Regardless, a couple of institutional safety valves are in place that should reduce the Republican Party’s risk of turning its own primary into a circus. First, the Republican National Committee has scheduled the 2016 Republican National Convention in the middle of July – considerably earlier than in previous elections – in hopes of concluding the primary as quickly as possible. Moreover, the media itself self-regulates the field by requiring candidates to poll at certain levels in order to participate in debates. Of course, the effectiveness of this particular safeguard is limited by the candidates’ own stubbornness, and many may choose rather to make a spectacle of themselves than to withdraw (such as Gary Johnson in 2012).

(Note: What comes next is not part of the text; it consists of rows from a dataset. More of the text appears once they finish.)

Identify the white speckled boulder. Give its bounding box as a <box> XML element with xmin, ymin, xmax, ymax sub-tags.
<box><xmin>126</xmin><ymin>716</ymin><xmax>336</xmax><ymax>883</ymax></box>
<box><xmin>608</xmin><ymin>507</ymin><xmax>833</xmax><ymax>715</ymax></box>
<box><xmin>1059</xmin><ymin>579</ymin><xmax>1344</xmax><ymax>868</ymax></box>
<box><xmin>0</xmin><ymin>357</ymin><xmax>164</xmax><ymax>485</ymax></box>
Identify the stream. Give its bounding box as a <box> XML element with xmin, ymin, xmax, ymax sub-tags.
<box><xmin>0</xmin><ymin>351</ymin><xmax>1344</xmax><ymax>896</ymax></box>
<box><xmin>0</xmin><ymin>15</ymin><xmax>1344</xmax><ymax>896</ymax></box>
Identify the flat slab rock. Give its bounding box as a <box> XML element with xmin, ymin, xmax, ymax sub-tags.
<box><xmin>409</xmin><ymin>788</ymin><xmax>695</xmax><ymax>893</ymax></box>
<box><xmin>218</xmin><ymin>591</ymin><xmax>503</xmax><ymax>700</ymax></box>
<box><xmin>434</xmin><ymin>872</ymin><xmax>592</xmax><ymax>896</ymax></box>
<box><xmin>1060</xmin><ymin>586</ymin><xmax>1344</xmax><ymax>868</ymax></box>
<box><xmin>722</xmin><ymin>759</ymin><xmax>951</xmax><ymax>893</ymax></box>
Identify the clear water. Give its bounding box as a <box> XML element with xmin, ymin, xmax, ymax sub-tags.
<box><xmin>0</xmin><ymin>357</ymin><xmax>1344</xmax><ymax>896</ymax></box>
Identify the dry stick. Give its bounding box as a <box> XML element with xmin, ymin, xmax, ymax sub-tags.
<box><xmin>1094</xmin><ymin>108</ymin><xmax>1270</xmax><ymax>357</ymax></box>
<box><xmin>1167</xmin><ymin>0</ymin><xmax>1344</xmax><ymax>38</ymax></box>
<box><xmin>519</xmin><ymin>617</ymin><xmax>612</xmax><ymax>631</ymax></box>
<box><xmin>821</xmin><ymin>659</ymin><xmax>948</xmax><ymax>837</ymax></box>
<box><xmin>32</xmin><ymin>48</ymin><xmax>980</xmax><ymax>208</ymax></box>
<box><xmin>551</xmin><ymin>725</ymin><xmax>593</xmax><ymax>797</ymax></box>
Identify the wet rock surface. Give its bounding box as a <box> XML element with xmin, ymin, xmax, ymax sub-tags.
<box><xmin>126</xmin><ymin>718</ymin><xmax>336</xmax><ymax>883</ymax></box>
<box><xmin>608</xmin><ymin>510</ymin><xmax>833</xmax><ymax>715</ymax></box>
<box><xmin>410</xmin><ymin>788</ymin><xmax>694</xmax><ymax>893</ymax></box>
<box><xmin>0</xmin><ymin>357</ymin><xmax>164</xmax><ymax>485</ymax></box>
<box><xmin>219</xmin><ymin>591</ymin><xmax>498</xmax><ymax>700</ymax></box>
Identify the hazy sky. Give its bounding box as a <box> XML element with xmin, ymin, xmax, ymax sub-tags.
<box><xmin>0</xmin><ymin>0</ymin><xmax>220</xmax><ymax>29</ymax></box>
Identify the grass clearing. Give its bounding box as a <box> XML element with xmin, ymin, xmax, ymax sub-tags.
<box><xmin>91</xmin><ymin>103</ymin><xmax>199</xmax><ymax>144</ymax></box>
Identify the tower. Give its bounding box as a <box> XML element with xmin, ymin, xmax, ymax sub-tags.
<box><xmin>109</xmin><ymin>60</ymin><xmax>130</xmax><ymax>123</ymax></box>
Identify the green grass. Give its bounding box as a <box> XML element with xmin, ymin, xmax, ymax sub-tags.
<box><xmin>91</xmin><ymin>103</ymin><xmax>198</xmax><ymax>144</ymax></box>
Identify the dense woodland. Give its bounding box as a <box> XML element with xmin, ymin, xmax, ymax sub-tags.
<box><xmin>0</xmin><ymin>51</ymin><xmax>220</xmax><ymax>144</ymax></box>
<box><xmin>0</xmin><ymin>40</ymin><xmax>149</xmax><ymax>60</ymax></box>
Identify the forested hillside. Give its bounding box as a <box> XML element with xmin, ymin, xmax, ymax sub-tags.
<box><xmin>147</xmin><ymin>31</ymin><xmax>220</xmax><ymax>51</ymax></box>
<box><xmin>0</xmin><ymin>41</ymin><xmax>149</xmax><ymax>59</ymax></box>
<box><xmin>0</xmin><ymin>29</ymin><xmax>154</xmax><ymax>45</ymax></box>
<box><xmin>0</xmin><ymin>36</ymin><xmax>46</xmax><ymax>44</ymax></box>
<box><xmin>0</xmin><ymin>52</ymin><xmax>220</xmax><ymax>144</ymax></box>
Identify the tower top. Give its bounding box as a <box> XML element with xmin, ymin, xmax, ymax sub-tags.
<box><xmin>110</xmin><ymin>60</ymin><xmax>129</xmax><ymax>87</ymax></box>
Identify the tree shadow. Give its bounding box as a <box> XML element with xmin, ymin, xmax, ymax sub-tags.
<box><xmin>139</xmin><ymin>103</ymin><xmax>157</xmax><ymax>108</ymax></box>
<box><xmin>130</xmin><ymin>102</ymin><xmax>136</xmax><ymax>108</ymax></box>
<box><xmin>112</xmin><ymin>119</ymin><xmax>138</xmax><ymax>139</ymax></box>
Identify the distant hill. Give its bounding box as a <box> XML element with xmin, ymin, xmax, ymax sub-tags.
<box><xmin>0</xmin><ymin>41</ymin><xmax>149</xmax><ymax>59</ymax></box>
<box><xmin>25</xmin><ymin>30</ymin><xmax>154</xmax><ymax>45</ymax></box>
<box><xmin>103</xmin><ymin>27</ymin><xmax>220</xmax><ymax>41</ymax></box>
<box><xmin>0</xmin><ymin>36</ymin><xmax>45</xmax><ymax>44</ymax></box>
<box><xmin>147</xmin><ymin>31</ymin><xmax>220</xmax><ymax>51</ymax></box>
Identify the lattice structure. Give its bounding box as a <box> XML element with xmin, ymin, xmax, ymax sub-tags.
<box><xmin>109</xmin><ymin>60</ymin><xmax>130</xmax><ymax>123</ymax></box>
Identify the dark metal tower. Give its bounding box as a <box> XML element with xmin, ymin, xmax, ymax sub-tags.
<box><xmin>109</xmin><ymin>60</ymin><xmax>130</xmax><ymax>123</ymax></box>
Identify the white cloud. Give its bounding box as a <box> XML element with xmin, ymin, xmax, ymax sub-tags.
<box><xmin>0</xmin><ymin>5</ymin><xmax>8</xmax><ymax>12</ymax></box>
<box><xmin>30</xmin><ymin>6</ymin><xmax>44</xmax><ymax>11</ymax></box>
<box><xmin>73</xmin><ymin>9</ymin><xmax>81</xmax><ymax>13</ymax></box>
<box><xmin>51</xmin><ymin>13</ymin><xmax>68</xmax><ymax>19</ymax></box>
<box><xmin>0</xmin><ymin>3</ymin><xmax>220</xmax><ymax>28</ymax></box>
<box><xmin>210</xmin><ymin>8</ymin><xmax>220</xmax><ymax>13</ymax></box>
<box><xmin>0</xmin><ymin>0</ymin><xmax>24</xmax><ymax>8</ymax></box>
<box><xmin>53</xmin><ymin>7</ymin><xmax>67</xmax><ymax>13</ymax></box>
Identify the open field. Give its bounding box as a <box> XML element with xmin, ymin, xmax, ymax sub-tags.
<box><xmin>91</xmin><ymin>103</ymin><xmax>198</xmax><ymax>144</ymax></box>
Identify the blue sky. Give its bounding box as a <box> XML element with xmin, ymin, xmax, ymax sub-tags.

In any case, a primary field cluttered with unnecessary, irrelevant, or even toxic candidates provides little benefit to the Republican Party, Republican voters, individual candidates, or the nation as a whole. The primary does not need multiple candidates promoting the same principles and policies any more than it needs a candidate from left-field promoting nonsense. At some point, an election must focus only on the most serious, viable, and legitimately at-odds candidates. At some point, even the clown car has to get full.